Almscliffe Grange, Arthington Lane, Pool in Wharfedale, Otley, West Yorkshire, LS21 1JZ. Email: firstname.lastname@example.org
Cite this as: P.J. Cherry 2009 'Flint and Tuff in Prehistoric Cumbria', Internet Archaeology 26. http://dx.doi.org/10.11141/ia.26.3
Field surveys have revealed a substantial number of lithic scatters on the south-west Cumbrian coastal plain and the eastern limestone uplands of Cumbria. The raw materials used for toolmaking in the two areas show interesting contrasts, including predominant use of Irish Sea beach pebble flint in south-west Cumbria during the Late Mesolithic and Neolithic, with minimal importation of chalk flints from Yorkshire and (possibly) Antrim during the Neolithic.
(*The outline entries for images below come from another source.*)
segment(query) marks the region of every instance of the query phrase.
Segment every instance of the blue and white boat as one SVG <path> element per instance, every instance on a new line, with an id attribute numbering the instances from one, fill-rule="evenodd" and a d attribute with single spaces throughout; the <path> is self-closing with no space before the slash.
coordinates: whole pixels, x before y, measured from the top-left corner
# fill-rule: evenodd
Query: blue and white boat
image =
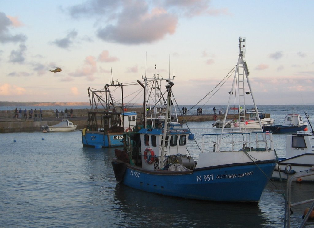
<path id="1" fill-rule="evenodd" d="M 274 134 L 295 133 L 298 131 L 306 131 L 307 123 L 304 122 L 299 114 L 289 114 L 286 116 L 283 123 L 266 124 L 263 126 L 265 131 L 271 131 Z"/>
<path id="2" fill-rule="evenodd" d="M 241 37 L 239 40 L 240 53 L 226 110 L 237 89 L 236 94 L 241 95 L 238 96 L 239 101 L 245 108 L 246 79 L 257 110 L 244 59 L 245 41 Z M 259 130 L 256 132 L 247 132 L 245 127 L 237 131 L 229 128 L 231 131 L 226 132 L 223 127 L 221 133 L 203 134 L 198 157 L 192 158 L 187 150 L 190 131 L 176 123 L 172 124 L 174 122 L 170 113 L 174 84 L 170 78 L 168 80 L 163 123 L 156 127 L 144 124 L 133 136 L 138 148 L 134 145 L 132 148 L 129 147 L 128 150 L 115 150 L 117 158 L 114 159 L 112 164 L 117 182 L 139 190 L 172 196 L 258 203 L 276 164 L 272 134 L 263 132 L 258 117 Z M 239 119 L 245 118 L 241 112 Z"/>
<path id="3" fill-rule="evenodd" d="M 314 130 L 306 113 L 311 132 L 300 131 L 287 136 L 286 157 L 278 158 L 272 179 L 286 180 L 288 176 L 314 174 Z M 294 179 L 298 182 L 314 182 L 314 176 Z"/>
<path id="4" fill-rule="evenodd" d="M 136 124 L 137 114 L 124 111 L 123 97 L 121 108 L 112 101 L 109 87 L 119 86 L 122 91 L 122 86 L 119 83 L 106 84 L 103 90 L 88 88 L 92 111 L 88 112 L 88 126 L 82 132 L 83 146 L 109 148 L 123 145 L 123 132 L 132 131 Z"/>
In eastern Cumbria, raw materials in the Late Mesolithic were predominantly local cherts but with a significant element of pebble flint and chalk flint from Yorkshire. By the Neolithic, Yorkshire chalk flint had become the dominant raw material. In both locations, pebbles of fine-grained volcanic tuff akin to Group VI were being used as a substitute for flint by communities using Late Mesolithic technologies, although there is no evidence for exploitation at source during the Late Mesolithic. Thus in eastern Yorkshire, Late Mesolithic communities can be demonstrated to have been using volcanic tuff at the same time as they were obtaining flint from Yorkshire. A substantial number of flakes of volcanic tuff arising from the use or reworking of stone implements has been found in eastern Cumbria. These provide evidence for different types of stone implements in actual use.